The December 8 feature opens with the Chicago garden as a model of responsible horticulture and in its introduction to the city’s architecture, skyline and built landscape of concrete and glass, it finds: “Perhaps most unexpected, at a place that sits atop a 4,000-vehicle underground parking garage and railroad depot in the inner city, are the bees that flit from flower to flower.”
Citing several reports and essays, the article looks at how widespread planting for bees and other pollinators by landscape designers and gardeners is already underway, and considers how the mix of native and exotic plants is affecting various bee species. It references Lurie Garden as a "near-native" representation of prairie habitat, and uses it as one example of park spaces that “support surprisingly healthy populations of bees”.

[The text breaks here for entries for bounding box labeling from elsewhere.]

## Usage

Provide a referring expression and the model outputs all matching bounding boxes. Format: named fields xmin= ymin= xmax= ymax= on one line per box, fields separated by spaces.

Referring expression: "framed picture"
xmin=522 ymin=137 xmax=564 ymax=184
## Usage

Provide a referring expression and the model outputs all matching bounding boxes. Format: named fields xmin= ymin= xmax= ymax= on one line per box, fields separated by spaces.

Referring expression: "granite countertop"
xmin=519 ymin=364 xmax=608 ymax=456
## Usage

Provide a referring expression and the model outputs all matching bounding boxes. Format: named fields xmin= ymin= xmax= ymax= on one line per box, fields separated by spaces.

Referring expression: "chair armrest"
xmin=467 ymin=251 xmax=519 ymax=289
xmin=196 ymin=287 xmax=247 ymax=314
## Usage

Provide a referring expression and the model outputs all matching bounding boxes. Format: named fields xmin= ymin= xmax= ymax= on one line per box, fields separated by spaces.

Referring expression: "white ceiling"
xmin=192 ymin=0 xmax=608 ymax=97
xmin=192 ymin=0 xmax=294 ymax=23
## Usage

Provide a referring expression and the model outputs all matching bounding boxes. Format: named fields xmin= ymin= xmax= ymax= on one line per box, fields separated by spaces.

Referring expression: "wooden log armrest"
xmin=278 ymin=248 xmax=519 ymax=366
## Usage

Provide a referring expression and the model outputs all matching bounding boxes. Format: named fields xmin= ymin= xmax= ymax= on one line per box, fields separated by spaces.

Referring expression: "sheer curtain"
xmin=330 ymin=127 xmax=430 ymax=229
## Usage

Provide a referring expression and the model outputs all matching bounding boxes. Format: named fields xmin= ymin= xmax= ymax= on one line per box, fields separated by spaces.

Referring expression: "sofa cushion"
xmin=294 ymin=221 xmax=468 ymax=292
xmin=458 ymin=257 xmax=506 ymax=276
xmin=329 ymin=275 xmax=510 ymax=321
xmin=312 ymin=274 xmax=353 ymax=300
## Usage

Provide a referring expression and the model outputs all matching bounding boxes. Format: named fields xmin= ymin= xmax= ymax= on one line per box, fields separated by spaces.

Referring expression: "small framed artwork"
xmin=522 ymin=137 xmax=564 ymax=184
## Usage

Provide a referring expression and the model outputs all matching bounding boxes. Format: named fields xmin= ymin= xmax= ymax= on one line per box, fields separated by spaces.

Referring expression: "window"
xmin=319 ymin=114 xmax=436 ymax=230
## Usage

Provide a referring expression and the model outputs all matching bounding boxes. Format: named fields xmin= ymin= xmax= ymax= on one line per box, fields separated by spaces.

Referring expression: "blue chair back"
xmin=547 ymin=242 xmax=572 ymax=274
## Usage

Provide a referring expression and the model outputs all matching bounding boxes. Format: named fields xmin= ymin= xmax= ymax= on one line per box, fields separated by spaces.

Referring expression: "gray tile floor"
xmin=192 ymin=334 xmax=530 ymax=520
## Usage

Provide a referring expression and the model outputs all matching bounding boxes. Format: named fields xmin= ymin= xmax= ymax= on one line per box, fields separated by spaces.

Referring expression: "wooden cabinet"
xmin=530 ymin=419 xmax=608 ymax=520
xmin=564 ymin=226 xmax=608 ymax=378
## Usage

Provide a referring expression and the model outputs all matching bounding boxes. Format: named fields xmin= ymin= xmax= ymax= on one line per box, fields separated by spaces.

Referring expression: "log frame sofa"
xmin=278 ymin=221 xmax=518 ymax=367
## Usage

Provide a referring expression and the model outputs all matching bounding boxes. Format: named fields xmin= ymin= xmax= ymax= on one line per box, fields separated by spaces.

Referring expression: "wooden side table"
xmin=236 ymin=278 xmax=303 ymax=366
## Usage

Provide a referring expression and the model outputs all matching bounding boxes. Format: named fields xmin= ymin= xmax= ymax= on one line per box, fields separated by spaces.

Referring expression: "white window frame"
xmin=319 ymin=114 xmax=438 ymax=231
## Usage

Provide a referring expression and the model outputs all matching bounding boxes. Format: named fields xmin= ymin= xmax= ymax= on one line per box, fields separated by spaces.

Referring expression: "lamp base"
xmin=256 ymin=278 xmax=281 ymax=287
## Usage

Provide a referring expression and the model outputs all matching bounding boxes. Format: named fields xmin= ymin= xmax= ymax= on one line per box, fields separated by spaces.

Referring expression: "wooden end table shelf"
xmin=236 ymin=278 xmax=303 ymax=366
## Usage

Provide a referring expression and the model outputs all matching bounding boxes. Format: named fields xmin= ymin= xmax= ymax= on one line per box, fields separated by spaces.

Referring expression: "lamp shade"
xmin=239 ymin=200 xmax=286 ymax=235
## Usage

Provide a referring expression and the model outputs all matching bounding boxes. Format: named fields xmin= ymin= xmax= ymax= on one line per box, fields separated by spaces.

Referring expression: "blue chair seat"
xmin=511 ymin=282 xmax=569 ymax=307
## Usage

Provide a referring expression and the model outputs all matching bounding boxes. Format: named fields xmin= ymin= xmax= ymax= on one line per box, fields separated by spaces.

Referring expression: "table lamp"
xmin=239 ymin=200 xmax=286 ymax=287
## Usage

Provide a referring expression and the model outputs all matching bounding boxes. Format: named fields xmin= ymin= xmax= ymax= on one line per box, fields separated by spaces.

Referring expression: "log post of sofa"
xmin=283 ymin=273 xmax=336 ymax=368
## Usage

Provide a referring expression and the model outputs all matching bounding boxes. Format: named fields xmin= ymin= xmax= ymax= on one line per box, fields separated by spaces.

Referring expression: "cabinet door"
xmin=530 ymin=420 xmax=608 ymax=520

5) Bailey Nurses to Beautify Gardens at Grant Park Skate Park
Grant Park Conservancy is excited to bring hundreds of flowering perennial plants and bushes to the Grant Park Skate Park with the help of Bailey Nurseries. The landscape of hard concrete and metal surfaces – boasting ramps, rails and ledges for skateboarders, rollerbladers and BMXers – will be seeing a bright mix of green when the garden areas are planted and cared for by the Chicago Park District and its team of floral contractors.
The 3-acre recreational area on the park’s southwest corner has been opened since late 2014, and the gardens at the Skate Park are in need of rejuvenation. Bailey Nurseries has generously agreed to make a donation on an annual basis to the conservancy. The fifth-generation, family-owned nursery is headquartered in St. Paul, Minnesota and has growing operations in Illinois as well as Oregon and Washington.